Wednesday, March 9, 2011

Je pense

Si j'analyse le processus qu'exprime la proposition “je pense”, j'obtiens toute une série d'affirmations téméraires qu'il est difficile, peut-être impossible de fonder ; par exemple que c'est moi qui pense, qu'il faut qu'il y ait un quelque chose qui pense, que la pensée est le résultat de l'activité d'un être conçu comme cause, qu'il y a un “je”, enfin que ce qu'il faut entendre par pensée est une donnée déjà bien établie, — que je sais ce qu'est penser. (...)

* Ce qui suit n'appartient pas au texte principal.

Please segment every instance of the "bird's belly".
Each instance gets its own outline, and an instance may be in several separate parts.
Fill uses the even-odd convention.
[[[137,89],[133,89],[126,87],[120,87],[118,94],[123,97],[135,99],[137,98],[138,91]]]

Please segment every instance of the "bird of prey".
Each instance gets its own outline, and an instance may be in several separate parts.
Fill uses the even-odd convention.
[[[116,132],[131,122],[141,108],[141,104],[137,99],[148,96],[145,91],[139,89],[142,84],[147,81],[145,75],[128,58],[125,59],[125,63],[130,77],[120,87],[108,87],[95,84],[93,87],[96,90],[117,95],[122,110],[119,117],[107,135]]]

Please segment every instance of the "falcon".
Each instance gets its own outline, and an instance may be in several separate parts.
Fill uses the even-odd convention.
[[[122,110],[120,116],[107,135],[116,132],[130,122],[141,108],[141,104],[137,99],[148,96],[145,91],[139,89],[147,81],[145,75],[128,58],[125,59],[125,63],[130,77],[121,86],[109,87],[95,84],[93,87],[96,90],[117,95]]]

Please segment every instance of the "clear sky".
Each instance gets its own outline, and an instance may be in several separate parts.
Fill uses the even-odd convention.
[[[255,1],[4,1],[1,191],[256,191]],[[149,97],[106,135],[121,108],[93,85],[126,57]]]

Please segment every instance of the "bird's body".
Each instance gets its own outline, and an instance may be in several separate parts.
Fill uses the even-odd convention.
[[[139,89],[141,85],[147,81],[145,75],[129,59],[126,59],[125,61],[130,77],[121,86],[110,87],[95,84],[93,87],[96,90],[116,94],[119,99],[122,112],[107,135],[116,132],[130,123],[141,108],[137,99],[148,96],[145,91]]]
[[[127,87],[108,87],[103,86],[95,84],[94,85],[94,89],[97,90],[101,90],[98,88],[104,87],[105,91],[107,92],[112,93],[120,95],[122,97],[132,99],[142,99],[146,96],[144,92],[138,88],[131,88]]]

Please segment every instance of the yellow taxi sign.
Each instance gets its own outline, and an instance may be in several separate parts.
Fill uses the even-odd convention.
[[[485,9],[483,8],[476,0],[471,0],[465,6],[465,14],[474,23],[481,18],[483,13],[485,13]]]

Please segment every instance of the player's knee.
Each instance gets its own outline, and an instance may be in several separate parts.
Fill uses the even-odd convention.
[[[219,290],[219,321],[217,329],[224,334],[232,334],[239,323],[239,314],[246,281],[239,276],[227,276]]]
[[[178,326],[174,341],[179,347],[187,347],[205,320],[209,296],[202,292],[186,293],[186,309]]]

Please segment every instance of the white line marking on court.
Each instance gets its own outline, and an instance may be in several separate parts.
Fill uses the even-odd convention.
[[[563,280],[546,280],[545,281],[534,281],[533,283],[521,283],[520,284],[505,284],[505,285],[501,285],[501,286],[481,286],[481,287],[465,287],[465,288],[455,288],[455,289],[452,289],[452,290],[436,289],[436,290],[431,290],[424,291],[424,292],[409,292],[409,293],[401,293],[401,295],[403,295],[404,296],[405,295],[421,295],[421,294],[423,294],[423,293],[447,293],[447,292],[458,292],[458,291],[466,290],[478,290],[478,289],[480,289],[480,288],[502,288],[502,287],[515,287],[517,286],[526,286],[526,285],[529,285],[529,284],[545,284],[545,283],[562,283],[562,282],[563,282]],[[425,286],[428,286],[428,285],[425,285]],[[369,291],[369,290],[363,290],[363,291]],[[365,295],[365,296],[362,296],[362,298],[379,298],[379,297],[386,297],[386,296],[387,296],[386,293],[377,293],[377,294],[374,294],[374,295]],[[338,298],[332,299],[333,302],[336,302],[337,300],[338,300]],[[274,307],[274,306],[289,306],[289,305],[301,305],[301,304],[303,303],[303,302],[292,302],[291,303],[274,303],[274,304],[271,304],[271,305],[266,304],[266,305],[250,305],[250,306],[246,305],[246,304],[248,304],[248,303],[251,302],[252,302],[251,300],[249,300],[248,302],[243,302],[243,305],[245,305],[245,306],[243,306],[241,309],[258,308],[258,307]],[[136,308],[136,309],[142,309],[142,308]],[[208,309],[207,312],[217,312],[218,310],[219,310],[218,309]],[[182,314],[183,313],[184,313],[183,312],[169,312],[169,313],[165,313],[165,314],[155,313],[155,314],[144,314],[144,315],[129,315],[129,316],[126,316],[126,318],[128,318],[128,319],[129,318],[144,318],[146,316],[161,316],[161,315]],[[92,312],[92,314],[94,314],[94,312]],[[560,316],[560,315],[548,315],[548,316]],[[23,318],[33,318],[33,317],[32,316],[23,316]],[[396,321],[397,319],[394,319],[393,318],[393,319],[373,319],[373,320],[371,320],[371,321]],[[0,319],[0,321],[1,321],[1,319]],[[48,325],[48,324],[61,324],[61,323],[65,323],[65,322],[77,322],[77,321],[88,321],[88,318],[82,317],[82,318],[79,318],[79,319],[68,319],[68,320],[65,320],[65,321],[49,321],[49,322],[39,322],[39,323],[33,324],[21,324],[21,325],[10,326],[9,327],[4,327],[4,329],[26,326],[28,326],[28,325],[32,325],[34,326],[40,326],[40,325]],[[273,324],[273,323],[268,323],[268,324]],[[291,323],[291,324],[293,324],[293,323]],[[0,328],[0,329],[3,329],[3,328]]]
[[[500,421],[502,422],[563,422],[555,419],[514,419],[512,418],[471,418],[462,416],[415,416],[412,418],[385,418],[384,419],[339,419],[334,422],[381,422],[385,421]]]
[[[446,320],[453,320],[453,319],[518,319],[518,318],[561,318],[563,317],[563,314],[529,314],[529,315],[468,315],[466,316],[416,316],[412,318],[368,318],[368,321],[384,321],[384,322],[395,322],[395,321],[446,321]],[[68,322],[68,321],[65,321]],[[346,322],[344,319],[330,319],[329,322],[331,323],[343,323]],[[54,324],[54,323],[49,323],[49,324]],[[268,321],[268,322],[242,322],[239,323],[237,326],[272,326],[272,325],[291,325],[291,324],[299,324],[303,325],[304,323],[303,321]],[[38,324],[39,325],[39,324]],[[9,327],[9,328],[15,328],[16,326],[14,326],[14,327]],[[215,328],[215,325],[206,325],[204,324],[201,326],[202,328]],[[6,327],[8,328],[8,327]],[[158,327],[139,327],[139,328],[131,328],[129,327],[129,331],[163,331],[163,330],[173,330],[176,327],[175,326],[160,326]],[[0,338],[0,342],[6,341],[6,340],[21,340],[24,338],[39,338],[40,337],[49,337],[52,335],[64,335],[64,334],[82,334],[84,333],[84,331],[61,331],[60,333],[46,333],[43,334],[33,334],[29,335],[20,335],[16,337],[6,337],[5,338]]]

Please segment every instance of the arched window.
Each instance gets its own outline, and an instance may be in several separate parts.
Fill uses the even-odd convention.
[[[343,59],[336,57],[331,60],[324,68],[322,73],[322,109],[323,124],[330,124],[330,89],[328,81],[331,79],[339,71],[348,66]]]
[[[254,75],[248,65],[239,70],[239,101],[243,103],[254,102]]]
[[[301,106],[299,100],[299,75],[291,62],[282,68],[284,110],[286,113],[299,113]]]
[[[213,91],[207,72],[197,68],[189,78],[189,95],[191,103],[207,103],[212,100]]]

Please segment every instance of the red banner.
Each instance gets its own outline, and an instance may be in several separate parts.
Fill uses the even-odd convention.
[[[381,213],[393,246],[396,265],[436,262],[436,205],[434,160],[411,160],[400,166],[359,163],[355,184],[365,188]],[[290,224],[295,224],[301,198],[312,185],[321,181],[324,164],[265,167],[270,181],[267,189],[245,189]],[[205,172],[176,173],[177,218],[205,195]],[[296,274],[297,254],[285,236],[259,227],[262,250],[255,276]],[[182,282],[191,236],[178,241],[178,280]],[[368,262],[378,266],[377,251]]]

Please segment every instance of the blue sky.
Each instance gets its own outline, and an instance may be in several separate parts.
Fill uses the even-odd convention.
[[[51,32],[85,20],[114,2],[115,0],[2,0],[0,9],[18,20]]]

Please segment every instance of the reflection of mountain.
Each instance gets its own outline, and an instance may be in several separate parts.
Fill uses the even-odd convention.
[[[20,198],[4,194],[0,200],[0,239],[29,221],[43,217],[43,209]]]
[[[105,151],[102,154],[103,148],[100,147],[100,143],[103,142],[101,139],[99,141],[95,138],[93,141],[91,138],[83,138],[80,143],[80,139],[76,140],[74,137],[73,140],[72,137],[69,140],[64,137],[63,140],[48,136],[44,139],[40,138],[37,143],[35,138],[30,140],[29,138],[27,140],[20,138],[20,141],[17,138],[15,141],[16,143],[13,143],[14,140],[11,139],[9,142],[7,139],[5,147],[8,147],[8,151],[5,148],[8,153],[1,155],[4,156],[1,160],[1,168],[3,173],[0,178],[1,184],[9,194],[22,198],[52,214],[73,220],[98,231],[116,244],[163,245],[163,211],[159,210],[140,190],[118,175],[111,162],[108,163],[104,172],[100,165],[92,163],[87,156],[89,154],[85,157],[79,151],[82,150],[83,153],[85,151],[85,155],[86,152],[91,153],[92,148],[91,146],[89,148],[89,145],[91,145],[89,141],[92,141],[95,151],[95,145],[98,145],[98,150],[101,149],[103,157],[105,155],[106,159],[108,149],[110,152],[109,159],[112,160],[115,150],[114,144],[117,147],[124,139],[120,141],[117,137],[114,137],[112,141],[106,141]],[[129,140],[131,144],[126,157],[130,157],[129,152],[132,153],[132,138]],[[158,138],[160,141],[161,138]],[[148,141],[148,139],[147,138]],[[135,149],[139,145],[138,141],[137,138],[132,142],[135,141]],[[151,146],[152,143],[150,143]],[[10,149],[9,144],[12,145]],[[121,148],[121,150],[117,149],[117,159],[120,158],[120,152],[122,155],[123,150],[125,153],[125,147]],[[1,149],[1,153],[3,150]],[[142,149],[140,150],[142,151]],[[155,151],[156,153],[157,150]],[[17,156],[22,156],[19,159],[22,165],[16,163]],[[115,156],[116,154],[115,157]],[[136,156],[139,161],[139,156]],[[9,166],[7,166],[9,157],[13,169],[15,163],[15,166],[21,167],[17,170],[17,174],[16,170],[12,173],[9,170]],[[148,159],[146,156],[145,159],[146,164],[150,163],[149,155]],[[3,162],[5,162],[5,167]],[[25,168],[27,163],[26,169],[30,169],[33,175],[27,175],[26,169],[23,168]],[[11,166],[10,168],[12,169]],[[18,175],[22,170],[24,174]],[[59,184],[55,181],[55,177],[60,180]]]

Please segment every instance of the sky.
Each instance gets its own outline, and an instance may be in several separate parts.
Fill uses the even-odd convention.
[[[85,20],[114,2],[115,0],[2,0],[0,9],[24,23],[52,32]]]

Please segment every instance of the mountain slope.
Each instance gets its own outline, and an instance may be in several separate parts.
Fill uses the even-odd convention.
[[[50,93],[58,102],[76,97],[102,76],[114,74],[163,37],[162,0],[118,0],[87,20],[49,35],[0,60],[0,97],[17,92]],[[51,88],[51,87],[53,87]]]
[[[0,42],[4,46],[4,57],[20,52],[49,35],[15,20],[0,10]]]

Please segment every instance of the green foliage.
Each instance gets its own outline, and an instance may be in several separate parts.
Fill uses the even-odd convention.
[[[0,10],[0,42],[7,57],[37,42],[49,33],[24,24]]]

En ce qui concerne la superstition du logicien, je ne me lasserai pas de souligner un petit fait bref que ces superstitieux répugnent à avouer, à savoir qu'une pensée vient quand elle veut, et non quand “je” veux ; c'est donc falsifier les faits que de dire : le sujet “je” est la condition du prédicat “pense”. Quelque chose pense, mais que ce quelque chose soit précisément l'antique et fameux “je”, ce n'est à tout le moins qu'une supposition, une allégation, ce n'est surtout pas une “certitude immédiate”. Enfin, c'est déjà trop dire que d'avancer qu'il y a quelque chose qui pense ; déjà ce “quelque chose” comporte une interprétation du processus et ne fait pas partie du processus lui-même. On déduit ici, selon la routine grammaticale : “penser est une action, or toute action suppose un sujet agissant, donc..." (...) peut-être les logiciens eux aussi s'habitueront-ils un jour à se passer de ce petit “quelque chose”, qu'a laissé en s'évaporant le brave vieux “moi”.